Nominated Member of the Legislative Council
- In office 1937

Personal details
- Born: 22 February 1872 Levuka, Fiji
- Died: 2 June 1951 (aged 79) Tamavua, Fiji

= John Maynard Hedstrom =

Fijian businessman and politician

Sir John Maynard Hedstrom (22 February 1872 – 2 June 1951) was a Fijian businessman and politician. He served as a member of the Legislative Council for over 30 years. Alongside Robert Crompton, Henry Marks and Henry Milne Scott, he was one of the 'big four' that heavily influenced the Fijian economy and political sphere in the first half of the 20th century.

==Biography==
Maynard Hedstrom was born in Levuka on 22 February 1872, the son of N.S. Hedstrom, a Swedish shipmaster who was employed as a harbour master. He was educated at Suva Public School and Wesley College in Australia, before graduating from the University of Melbourne. After returning to Fiji, he initially worked in the post office in Suva, before going into business, joining the Union Steamship Company and becoming manager of the Levuka branch. He later became a partner in Brown & Joske and was involved in several other companies before founding the Morris Hedstrom firm with Percy Morris in 1898, which went on to become the country's leading retailer. He became President of the Chamber of Commerce in 1924, a position he held for 23 years.

Maynard Hedstrom entered politics in the 1900s, serving as mayor of Levuka in 1905 and 1906. In 1908 he was elected to the Legislative Council in the Levuka constituency, defeating the incumbent David Robbie. He was re-elected in 1911, again defeating Robbie. He became an honorary consul for Sweden on 5 December 1913. Prior to the 1914 elections, the constituency was reorganised and renamed Eastern. Maynard Hedstrom was returned unopposed and held the seat until the 1937 elections; during this time he was returned unopposed again in 1917, after which he became a member of the Executive Council. He was returned unopposed in 1920, 1929, 1932 and only faced opponents in 1923 and 1926, winning easily on both occasions. He did not contest a seat in the 1937 elections, at which point he also left the Executive Council, but was chosen as one of the two nominated European members on the Legislative Council. However, he resigned in December 1937 after a dispute with the Governor.

In the 1922 New Year Honours, Maynard Hedstrom became the first resident of Fiji to be knighted.
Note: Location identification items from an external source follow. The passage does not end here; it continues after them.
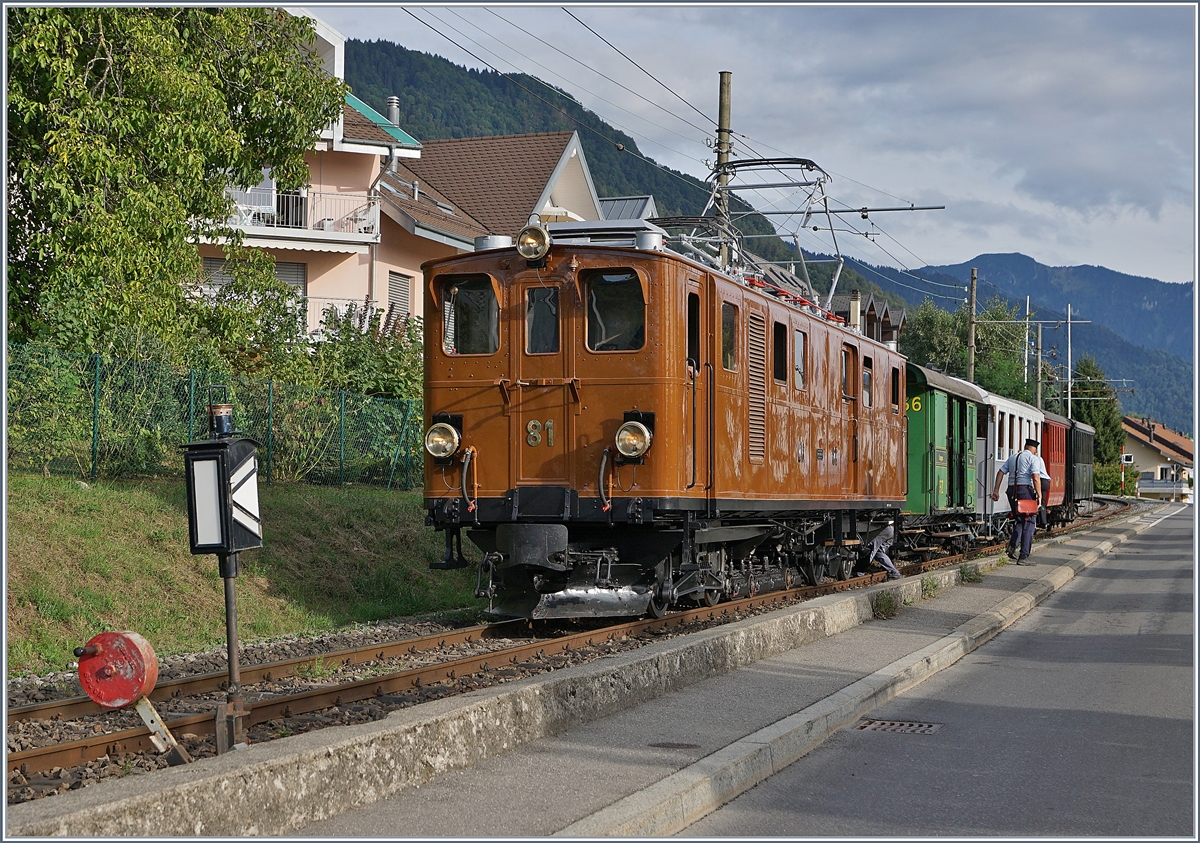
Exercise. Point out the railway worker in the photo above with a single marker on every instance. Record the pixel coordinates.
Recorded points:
(880, 544)
(1023, 470)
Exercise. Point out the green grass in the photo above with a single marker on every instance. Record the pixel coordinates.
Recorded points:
(114, 556)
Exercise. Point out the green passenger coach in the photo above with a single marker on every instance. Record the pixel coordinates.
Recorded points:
(942, 414)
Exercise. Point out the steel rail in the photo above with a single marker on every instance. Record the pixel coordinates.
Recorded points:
(138, 740)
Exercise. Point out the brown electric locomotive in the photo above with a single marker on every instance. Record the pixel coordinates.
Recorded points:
(621, 429)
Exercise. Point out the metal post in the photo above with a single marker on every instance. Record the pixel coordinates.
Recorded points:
(971, 328)
(270, 426)
(191, 404)
(1039, 366)
(95, 418)
(723, 155)
(1026, 344)
(1069, 372)
(231, 724)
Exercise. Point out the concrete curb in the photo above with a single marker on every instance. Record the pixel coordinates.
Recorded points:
(677, 801)
(289, 783)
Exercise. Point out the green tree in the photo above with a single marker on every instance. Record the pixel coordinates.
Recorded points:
(1095, 402)
(125, 127)
(937, 339)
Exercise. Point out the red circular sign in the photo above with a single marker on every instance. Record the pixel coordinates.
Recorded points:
(118, 669)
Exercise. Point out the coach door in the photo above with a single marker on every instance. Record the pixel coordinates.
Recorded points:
(541, 384)
(697, 465)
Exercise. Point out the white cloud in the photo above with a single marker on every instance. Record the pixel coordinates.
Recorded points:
(1063, 132)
He was also awarded the Order of the Polar Star by the King of Sweden in 1939 after serving as honorary Vice-Consul for Sweden in Suva. In 1936 American botanist Albert Charles Smith named a genus of flowering plants from Fiji (in the Rubiaceae family) Hedstromia after him.

Maynard Hedstrom married Grace Eastgate in 1895. The couple had five children; three sons and two daughters. Grace died on 2 May 1931. Maynard Hedstrom subsequently married Joyce Beauchamp during the 1930s. He died at his home in the Tamavua area of Suva on 2 June 1951 at the age of 79.